Ceknricek.com -- Tahun 1979, saya masuk kuliah di Institut Pertanian Bogor. Di IPB pada tingkat pertama, semua mahasiswa harus masuk Tim Persiapan Bersama atau disebut TPB. Semua mahasiswa baru kuliah bersama sebelum setahun kemudian masuk ke Fakultas atau Jurusan.
Saya masuk Kelompok V pada saat TPB. Ada anak asal Pasuruan yang sama-sama masuk Kelompok V. Orang itu kemudian mengenalkan diri namanya: Toriq Hadad.
Saya menjadi bersahabat karena punya hobi sama, yaitu sepak bola. Toriq sering makan di rumah saya di Bogor. Sesudah makan yang kita bahas, ya sepak bola, bukan urusan sekolah.
Toriq memang hobi sepak bola. Ia selalu bangga ada anak Pasuruan yang masuk tim nasional dan sangat terkenal yaitu Risdianto. Tidak habis dia bercerita tentang Risdianto.Kampus IPB ketika itu masih di Baranangsiang. Lapangan di depan Rektorat itu sangat luas dan rumputnya hijau.
Toriq selalu ngiler melihat mulusnya lapangan di depan Rektorat.
Satu saat karena tidak tahan, sepulang kuliah kita bermain bola di lapangan yang mulus itu. Akhirnya banyak teman-teman mahasiswa lain yang ikut bermain.
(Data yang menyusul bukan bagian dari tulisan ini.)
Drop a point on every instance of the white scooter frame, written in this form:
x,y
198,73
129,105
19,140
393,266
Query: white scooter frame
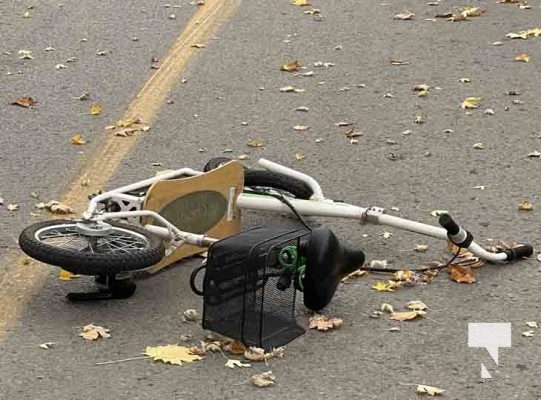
x,y
318,205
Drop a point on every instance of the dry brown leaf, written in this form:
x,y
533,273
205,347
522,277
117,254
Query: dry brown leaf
x,y
405,16
523,57
461,274
236,364
93,332
25,101
407,315
77,139
12,207
354,275
255,142
416,305
171,354
264,379
95,109
190,315
324,322
471,102
292,66
382,286
430,390
259,354
525,206
56,207
235,348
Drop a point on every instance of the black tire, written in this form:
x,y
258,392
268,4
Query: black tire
x,y
82,261
254,178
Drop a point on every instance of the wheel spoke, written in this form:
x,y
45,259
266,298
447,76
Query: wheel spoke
x,y
68,237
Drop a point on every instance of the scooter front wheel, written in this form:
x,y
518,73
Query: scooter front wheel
x,y
90,249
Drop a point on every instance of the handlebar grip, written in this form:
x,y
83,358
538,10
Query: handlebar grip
x,y
523,250
449,224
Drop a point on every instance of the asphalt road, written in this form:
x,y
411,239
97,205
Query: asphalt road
x,y
231,95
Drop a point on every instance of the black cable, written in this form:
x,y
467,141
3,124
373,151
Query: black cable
x,y
283,199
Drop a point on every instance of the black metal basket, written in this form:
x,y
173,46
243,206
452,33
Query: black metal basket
x,y
249,294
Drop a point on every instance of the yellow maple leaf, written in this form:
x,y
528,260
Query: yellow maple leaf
x,y
523,57
292,66
525,206
95,109
77,139
471,102
381,286
93,332
430,390
407,315
171,354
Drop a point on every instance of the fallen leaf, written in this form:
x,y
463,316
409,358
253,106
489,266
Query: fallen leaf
x,y
479,146
472,12
236,364
255,143
12,207
324,322
93,332
259,354
407,315
95,109
525,206
291,66
381,286
437,213
190,315
461,274
289,89
523,57
354,275
56,207
416,305
235,348
25,101
385,307
471,102
77,139
266,378
25,54
172,354
399,62
430,390
407,15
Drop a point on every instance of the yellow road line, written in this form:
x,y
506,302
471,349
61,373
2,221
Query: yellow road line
x,y
24,278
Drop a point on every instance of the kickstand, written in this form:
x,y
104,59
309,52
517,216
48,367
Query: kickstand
x,y
109,287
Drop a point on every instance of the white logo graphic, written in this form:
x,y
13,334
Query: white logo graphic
x,y
490,336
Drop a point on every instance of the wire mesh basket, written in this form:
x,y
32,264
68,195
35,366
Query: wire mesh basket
x,y
249,294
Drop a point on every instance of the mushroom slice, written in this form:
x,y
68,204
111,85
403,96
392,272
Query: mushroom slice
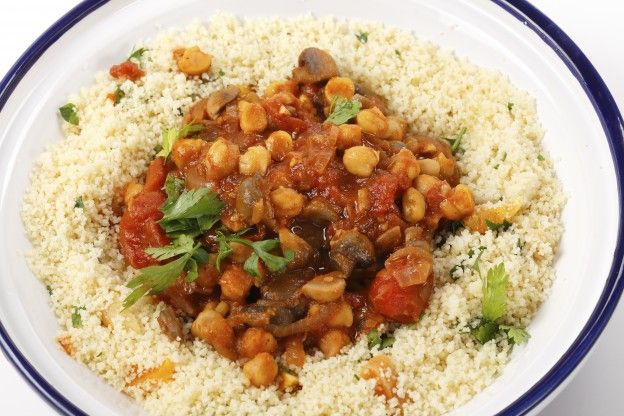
x,y
315,65
217,100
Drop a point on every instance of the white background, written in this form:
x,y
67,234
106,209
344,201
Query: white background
x,y
595,26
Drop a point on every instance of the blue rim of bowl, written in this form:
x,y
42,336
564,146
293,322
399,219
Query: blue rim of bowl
x,y
577,63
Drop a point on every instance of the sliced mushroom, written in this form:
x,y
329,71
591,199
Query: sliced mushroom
x,y
389,240
290,241
170,323
353,245
326,287
217,100
315,65
319,211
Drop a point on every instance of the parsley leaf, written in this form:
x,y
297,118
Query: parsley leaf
x,y
494,303
375,339
69,113
515,335
170,136
343,110
362,36
504,226
191,212
261,251
137,54
78,202
455,142
76,317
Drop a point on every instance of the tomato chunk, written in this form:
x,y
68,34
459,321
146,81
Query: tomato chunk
x,y
139,229
401,304
126,70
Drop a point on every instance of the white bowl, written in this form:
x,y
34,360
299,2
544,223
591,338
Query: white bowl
x,y
584,137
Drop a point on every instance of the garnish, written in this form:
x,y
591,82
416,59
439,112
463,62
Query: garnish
x,y
455,142
137,54
261,251
342,110
76,317
69,113
78,202
362,36
154,279
377,339
170,136
494,307
191,212
504,226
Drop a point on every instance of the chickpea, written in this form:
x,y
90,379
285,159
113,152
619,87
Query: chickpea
x,y
413,205
255,160
186,150
253,118
349,135
373,121
459,203
287,202
360,160
326,287
425,182
279,144
404,163
429,167
132,190
333,341
382,370
396,128
261,370
254,341
212,327
339,86
222,157
235,284
194,62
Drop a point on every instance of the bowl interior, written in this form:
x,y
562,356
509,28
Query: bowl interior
x,y
479,30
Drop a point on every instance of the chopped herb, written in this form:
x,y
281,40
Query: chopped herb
x,y
192,212
261,251
76,317
455,142
343,110
455,269
377,339
504,226
155,279
78,202
170,136
69,113
137,54
117,95
362,36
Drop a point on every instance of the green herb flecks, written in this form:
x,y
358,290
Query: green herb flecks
x,y
455,142
362,37
375,339
342,110
76,317
170,136
69,112
261,251
78,202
Karena lapangan dan rumput itu sangat “sakral”, karuan saja Pak Andi Hakim Nasoetion pun marah. Kita pun dikejar oleh Satpam dan bubarlah permainan.
Setelah itu kita berpisah karena kesibukan kuliah masing-masing. Saya baru bertemu lagi Toriq ketika ia bekerja di Tempo dan saya di Kompas.Ternyata nasib menentukan sama. Dia pegang liputan olahraga dan saya pun menjadi wartawan olahraga. Jadilah kita sering bersama di Senayan.
Sekali liputan bersama di Piala Dunia 1994. Tetapi Toriq harus pulang lebih awal karena Tempo dibreidel dan tidak mungkin melanjutkan liputan.
Hanya sesekali kemudian kita sering bertemu dan selalu yang dia ingat masa-masa 1979 di Bogor. Saya kaget, Toriq yang olahragawan ternyata punya penyakit jantung. Apalagi kemudian sampai diby-pass di Melbourne.Setelah itu saya selalu mengingatkan untuk berhati-hati. “By-pass bukan jaminan jantungnya pulih seperti sebelum kena serangan lho Riq,” selalu saya ingatkan Toriq.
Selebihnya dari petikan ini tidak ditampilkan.